A piano. One that's been here as long as we lived here. Mom's the one who taught me how to play it. The basics, at least. Once Quinn's in the room, I close the doors behind me. The room's mostly soundproof. After a few too many times of me playing it at weird hours, it was a necessary renovation to make for everyone's sanity.

"What are we doing?" He asks.

I take a seat on the bench. "Showing you something."

Quinn takes the spot next to me. I'm not sure how in tune this thing will be. I'm not sure if Mom maintains it at all. A question is mumbled at me. I ignore it in favor of lifting the wood covering of the keys.

"At one point, I was making my own little arrangements. Did Jem tell you that?" When he shakes his head, I sigh. "Well, that's a surprise. He loves telling people that the night before he left for college, he had to pick me up from a party. Crossed out of my mind. I cried 'cause of how much I'd miss him and then showed him something I made just for him since I couldn't get the words out."

"Yeah?" He whispers. Not to keep quiet.

"Mhm."

His shoulder bumps into mine lightly. "Gonna play me something?"

"Gonna play you what I played him," I say.

The only sound that follows is him sucking in a sharp breath. I take it as my cue. It's not the most intricate or difficult thing ever. I'm sure I'm not the first person to play these notes in this exact order and speed. But it's what loving someone so much that even after years of being around them, you could never stop felt like to me. The piano's not super in tune.

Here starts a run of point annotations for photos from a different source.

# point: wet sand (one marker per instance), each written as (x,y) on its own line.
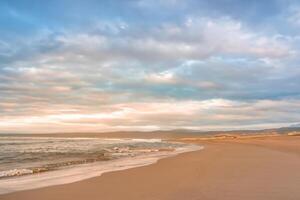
(263,168)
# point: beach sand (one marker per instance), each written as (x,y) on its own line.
(262,168)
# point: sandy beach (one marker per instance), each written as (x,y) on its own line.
(259,168)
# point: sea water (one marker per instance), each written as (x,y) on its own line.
(33,162)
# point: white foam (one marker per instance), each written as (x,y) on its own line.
(15,172)
(74,174)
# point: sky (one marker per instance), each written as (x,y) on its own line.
(97,66)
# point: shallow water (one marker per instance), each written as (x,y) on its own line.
(35,162)
(29,155)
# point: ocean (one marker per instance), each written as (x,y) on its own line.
(32,162)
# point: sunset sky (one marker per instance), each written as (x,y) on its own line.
(95,65)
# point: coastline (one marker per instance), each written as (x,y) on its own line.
(240,168)
(81,172)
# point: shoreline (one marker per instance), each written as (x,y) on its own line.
(82,172)
(261,168)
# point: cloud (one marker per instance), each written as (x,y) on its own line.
(212,114)
(199,72)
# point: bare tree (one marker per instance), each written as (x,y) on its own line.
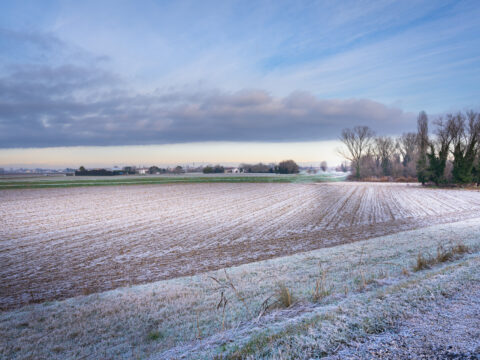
(422,143)
(358,142)
(465,138)
(384,149)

It doesn't matter. My heart is. Was that cringe? I don't care. Because right now, I'm trying to show Quinn how I could never get bored of him. That I'll miss him whenever we're apart. I couldn't get tired or bored of the amazing person next to me. That the routine we have is perfect. That he'll never not be exciting.

The instant I'm done, I close the cover again. Quinn's silent. I lace my fingers together and rest them on the wood. Was that good enough? Did that get through his thick skull?

"I love you," he says.

"I love you, too," I say back. "But maybe next time we don't fight over some jealous idiot spewing bullshit."

A dry, embarrassed chuckle falls from his lips. "I know. I'm sorry. But you have to admit, he did a good job hitting a sore spot."

"His best friend is Atticus," I say. "He's gotta be able to dish it or he'd be roadkill by now."

"Is that why you're the way you are?" Quinn jokes.

I bump my shoulder into his. "I'm the reason Atter's the way he is."